The building, with construction scheduled to begin in the spring, will contain a variety of amenities, including a rock-climbing wall, golf simulator and six regulation-sized volleyball courts.
“The new Student Act, I think it’s really awesome,” said Patrick Tighe, freshman in journalism. “There will be a lot more space to do activities like basketball, working out and stuff. I think it’ll be a benefit for the new, incoming students. It’ll be another great staple at Auburn.”
Another notable accommodation is a large, indoor track that will span the building.
“Called ‘The Corkscrew,’ the elevated, indoor track will dip, climb and twist like a roller coaster for a third of a mile,” Jarvis said.
The structure was designed by 360 Architecture, located in Kansas City, Mo., in association with Infinity Architecture of Montgomery. Jarvis said the architects aimed to gain the U.S. Green Building Standard’s LEED Certification, making the building environmentally sustainable.
“The new Wellness and Sustainability Center will also include programming the current Student Activities Center does not offer,” Jarvis said. “(These include) indoor track, outdoor leisure/activity pool, outdoor recreation and rock climbing wall, etc.”

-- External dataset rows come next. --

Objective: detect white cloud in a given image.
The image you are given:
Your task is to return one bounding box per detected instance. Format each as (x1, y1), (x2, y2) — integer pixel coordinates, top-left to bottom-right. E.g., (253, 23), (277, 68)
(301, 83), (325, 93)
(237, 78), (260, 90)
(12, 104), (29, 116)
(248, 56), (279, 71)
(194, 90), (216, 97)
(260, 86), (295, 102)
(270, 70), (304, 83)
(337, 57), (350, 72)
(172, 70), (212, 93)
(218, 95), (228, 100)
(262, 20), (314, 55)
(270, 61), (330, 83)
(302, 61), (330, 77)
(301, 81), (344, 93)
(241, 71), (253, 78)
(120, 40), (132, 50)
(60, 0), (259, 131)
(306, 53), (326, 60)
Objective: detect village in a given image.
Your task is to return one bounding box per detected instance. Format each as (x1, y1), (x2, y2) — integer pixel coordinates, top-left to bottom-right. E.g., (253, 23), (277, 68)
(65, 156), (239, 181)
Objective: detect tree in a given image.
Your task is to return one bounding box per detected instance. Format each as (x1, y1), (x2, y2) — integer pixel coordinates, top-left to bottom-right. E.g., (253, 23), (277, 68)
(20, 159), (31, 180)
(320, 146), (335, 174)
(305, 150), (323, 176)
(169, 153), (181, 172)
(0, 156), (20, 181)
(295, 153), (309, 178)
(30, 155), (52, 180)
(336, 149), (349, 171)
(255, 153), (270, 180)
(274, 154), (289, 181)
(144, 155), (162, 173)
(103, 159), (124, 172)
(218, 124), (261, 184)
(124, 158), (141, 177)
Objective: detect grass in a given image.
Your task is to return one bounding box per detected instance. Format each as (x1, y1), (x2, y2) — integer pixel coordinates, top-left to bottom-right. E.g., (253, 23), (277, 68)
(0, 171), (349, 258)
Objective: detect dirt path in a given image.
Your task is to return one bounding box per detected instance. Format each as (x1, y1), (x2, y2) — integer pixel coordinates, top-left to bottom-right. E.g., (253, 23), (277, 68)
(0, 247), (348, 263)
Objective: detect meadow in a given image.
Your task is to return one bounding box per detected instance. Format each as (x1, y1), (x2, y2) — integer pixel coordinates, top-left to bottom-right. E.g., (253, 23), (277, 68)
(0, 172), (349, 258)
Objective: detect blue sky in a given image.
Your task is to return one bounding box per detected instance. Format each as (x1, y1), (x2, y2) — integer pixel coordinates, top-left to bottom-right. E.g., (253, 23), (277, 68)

The facility will cover a total of 99,000 square feet, nearly triple the size of the current Student Activities Center, which measures 99,000 square feet.
Alison White, junior in environmental science, thinks it’s due time the Student Act gets an upgrade.
“I am jazzed about the new Student Act,” White said. “I hope it has better times for exercise programs. The old one always schedules theirs at inconvenient times.”
Luckily for White, the new center will also contain group exercise rooms, separate cardio/fitness areas and a spinning studio, as well as a yoga studio.
“It will be conveniently located near new student housing, existing intramural fields and recreational tennis courts,” Jarvis said.
Rounding off the slew of features the new building will provide is an indoor soccer pitch, racquetball courts and sand volleyball. Outdoor recreation will also be an option, such as canoeing, kayaking and organized trips away from Auburn.
“(The center) will serve a broad spectrum of users and promote healthy, sustainable living,” Jarvis said. “Plans are to break ground Spring 2011.”